Spearman's rank correlation is calculated by ranking bivariate normal variables ${X_i},\;{Y_i}$ as variables ${x_i},\;{y_i}$. Pearson's correlation between the ranked variables is then given by: $$\rho = \frac{\sum_i(x_i-\bar{x})(y_i-\bar{y})}{\sqrt{\sum_i (x_i-\bar{x})^2 \sum_i(y_i-\bar{y})^2}}$$

Since there are no ties, the x's and y's both consist of the integers from 1 to n inclusive.
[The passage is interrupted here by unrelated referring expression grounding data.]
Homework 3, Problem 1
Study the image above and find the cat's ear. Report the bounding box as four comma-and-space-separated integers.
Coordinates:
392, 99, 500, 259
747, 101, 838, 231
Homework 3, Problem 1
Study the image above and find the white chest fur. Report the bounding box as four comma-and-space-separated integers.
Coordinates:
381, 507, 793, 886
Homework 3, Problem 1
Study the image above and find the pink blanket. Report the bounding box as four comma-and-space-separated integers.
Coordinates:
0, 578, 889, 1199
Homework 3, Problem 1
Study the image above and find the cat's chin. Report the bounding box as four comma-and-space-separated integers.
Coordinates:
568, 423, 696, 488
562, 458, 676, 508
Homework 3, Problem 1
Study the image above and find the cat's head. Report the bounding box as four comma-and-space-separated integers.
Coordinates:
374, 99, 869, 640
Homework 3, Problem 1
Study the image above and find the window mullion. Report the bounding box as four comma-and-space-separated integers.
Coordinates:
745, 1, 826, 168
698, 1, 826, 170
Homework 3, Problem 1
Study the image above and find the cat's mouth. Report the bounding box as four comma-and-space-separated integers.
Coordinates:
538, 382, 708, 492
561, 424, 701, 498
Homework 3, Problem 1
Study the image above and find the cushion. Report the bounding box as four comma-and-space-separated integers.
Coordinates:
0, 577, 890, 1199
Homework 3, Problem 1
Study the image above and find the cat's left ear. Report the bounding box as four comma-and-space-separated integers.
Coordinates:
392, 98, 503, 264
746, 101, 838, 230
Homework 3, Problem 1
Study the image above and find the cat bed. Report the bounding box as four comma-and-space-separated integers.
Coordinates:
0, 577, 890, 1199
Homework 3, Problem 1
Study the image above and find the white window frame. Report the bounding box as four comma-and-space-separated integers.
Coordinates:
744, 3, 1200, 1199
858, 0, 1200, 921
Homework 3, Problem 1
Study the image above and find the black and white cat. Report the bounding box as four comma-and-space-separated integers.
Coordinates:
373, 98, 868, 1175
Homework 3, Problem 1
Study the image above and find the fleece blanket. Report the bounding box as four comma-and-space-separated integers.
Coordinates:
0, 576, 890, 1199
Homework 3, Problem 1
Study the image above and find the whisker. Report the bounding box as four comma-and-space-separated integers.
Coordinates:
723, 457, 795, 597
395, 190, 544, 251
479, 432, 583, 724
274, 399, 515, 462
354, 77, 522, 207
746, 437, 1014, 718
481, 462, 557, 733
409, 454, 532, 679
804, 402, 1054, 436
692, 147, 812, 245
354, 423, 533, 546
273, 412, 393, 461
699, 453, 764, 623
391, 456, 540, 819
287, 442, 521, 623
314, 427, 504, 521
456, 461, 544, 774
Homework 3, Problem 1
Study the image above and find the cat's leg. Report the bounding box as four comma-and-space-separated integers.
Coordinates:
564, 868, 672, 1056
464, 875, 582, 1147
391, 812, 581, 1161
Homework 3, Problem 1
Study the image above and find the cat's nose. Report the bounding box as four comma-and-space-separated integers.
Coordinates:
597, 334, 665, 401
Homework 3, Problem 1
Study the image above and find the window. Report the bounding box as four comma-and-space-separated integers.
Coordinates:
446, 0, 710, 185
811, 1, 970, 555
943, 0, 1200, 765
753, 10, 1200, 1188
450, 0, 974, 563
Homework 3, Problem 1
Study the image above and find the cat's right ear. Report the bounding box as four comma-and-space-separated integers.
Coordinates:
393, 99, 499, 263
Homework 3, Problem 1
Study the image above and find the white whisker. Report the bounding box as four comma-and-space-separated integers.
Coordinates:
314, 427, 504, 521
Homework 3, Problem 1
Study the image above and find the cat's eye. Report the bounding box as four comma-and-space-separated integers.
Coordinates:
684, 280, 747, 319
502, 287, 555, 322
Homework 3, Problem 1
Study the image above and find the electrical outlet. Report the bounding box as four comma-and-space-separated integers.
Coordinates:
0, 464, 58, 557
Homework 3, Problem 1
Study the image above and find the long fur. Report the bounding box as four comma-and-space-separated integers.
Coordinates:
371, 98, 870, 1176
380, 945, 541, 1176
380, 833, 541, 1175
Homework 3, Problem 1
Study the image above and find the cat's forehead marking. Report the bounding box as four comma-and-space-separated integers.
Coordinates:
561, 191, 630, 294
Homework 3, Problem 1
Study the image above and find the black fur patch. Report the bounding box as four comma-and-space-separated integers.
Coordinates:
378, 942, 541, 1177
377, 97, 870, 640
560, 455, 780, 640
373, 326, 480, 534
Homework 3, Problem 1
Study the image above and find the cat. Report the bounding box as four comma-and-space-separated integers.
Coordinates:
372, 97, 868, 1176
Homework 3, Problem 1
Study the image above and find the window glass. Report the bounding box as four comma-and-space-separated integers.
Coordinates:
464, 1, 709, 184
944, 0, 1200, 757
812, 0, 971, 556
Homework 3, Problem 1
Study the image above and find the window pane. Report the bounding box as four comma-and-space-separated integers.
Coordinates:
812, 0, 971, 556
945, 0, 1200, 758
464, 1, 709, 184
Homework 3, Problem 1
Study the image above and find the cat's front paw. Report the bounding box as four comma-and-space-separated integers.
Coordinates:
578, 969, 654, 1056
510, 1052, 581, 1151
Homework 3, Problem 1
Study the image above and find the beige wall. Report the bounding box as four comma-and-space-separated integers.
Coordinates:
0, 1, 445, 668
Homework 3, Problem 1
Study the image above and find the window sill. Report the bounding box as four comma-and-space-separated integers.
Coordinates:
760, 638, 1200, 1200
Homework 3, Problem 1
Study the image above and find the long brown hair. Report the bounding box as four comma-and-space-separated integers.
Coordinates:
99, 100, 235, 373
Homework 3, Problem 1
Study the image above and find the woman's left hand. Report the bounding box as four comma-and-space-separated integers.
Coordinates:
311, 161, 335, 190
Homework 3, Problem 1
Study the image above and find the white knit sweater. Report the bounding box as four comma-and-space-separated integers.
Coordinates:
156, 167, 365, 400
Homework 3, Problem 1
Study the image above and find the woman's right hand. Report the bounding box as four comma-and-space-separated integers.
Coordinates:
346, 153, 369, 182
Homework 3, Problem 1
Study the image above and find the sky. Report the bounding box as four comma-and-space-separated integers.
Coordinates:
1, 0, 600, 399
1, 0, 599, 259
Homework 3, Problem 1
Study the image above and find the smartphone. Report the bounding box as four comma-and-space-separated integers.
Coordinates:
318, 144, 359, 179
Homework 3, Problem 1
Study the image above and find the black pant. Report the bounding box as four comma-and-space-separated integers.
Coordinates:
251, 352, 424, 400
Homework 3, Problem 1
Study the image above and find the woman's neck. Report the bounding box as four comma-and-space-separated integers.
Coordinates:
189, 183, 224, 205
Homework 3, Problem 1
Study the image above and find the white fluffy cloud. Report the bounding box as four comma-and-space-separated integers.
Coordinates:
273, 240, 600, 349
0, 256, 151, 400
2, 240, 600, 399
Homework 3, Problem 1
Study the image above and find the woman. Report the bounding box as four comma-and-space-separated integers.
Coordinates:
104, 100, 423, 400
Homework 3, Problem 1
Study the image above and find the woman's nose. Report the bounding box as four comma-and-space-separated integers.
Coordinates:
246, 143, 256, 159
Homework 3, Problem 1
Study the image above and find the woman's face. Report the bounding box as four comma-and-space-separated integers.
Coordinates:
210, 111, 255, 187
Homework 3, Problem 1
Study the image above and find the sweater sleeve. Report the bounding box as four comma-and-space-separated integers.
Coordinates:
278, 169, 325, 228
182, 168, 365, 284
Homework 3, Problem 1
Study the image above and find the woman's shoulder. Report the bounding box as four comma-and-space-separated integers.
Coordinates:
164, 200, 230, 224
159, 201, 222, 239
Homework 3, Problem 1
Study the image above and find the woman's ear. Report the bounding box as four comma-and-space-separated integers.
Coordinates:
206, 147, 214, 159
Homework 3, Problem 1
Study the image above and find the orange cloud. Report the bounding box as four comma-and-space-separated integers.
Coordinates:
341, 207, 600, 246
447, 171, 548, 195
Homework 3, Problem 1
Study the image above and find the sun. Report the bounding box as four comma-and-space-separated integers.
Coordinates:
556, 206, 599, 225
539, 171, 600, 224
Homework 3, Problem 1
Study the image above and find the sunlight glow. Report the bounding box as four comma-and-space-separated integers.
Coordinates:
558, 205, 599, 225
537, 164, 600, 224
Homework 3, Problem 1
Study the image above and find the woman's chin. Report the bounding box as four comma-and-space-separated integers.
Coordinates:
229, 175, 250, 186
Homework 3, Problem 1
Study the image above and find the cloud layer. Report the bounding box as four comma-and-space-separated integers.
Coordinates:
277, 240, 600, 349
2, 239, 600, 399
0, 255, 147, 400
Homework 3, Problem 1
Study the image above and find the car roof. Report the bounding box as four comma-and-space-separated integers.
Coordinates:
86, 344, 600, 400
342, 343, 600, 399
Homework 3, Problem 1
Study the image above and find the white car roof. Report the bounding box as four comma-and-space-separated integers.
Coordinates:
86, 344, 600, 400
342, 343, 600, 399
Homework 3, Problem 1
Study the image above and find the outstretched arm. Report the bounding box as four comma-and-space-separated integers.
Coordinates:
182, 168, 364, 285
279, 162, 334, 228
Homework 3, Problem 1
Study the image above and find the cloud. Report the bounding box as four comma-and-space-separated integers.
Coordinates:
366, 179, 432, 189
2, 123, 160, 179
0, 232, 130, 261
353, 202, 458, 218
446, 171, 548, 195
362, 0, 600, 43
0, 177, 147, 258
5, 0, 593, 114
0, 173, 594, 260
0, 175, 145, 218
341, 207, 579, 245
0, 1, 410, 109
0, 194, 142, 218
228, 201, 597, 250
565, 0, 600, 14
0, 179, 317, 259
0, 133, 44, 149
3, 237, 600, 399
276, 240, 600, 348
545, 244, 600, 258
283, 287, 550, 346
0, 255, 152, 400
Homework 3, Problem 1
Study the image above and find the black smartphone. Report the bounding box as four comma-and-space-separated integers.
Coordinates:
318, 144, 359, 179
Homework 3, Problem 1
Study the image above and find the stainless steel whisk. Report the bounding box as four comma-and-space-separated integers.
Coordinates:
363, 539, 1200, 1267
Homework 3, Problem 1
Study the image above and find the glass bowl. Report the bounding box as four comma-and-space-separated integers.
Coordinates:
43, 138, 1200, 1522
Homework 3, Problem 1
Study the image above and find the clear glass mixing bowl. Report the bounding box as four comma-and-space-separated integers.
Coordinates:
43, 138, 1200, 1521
We can, therefore, rewrite the denominator as $$ \sqrt {\sum\nolimits_i {{{({x_i} - \mathop x\limits^\_ )}^2}} } \sqrt {\sum\nolimits_i {{{({x_i} - \mathop x\limits^\_ )}^2}} } = \sum\nolimits_i {{{({x_i} - \mathop x\limits^\_ )}^2}} $$

After some algebra, this yields:

$$\sum_i (x_i-\bar{x})^2 = \sum_i x_i^2 - n\bar{x}^2 \\ \quad= \frac{n(n + 1)(2n + 1)}{6} - n(\frac{(n + 1)}{2})^2\\ \quad= n(n + 1)(\frac{(2n + 1)}{6} - \frac{(n + 1)}{4})\\ \quad= n(n + 1)(\frac{(8n + 4-6n-6)}{24})\\ \quad= n(n + 1)(\frac{(n -1)}{12})\\ \quad= \frac{n(n^2 - 1)}{12}$$ Now look at the numerator: $$\sum_i(x_i-\bar{x})(y_i-\bar{y})\\ \quad=\sum_i x_i(y_i-\bar{y})-\sum_i\bar{x}(y_i-\bar{y}) \\ \quad=\sum_i x_i y_i-\bar{y}\sum_i x_i-\bar{x}\sum_iy_i+n\bar{x}\bar{y} \\ \quad=\sum_i x_i y_i-n\bar{x}\bar{y} \\ \quad= \sum_i x_i y_i-n(\frac{n+1}{2})^2 \\ \quad= \sum_i x_i y_i- \frac{n(n+1)}{12}3(n +1) \\ \quad= \frac{n(n+1)}{12}.(-3(n +1))+\sum_i x_i y_i \\ \quad= \frac{n(n+1)}{12}.[(n-1) - (4n+2)] + \sum_i x_i y_i \\ \quad= \frac{n(n+1)(n-1)}{12} - n(n+1)(2n+1)/6 + \sum_i x_i y_i \\ \quad= \frac{n(n+1)(n-1)}{12} -\sum_i x_i^2+ \sum_i x_i y_i \\ \quad= \frac{n(n+1)(n-1)}{12} -\sum_i (x_i^2+ y_i^2)/2+ \sum_i x_i y_i \\ \quad= \frac{n(n+1)(n-1)}{12} - \sum_i (x_i^2 - 2x_i y_i + y_i^2) /2\\ \quad= \frac{n(n+1)(n-1)}{12} - \sum_i(x_i - y_i)^2/2\\ \quad= \frac{n(n^2-1)}{12} - \sum d_i^2/2,\ \ (with\ {d_i} = {x_i} - {y_i})$$

The required fraction (i.e. Spearman's Rank Correlation Coefficient) is therefore: $$\frac{n(n+1)(n-1)/12 - \sum d_i^2/2}{n(n^2 - 1)/12}\\ \quad= {\frac {n(n^2 - 1)/12 -\sum d_i^2/2}{n(n^2 - 1)/12}}\\ \quad= 1- {\frac {6 \sum d_i^2}{n(n^2 - 1)}}\, \bullet $$ (...hope this makes everyone feel contented).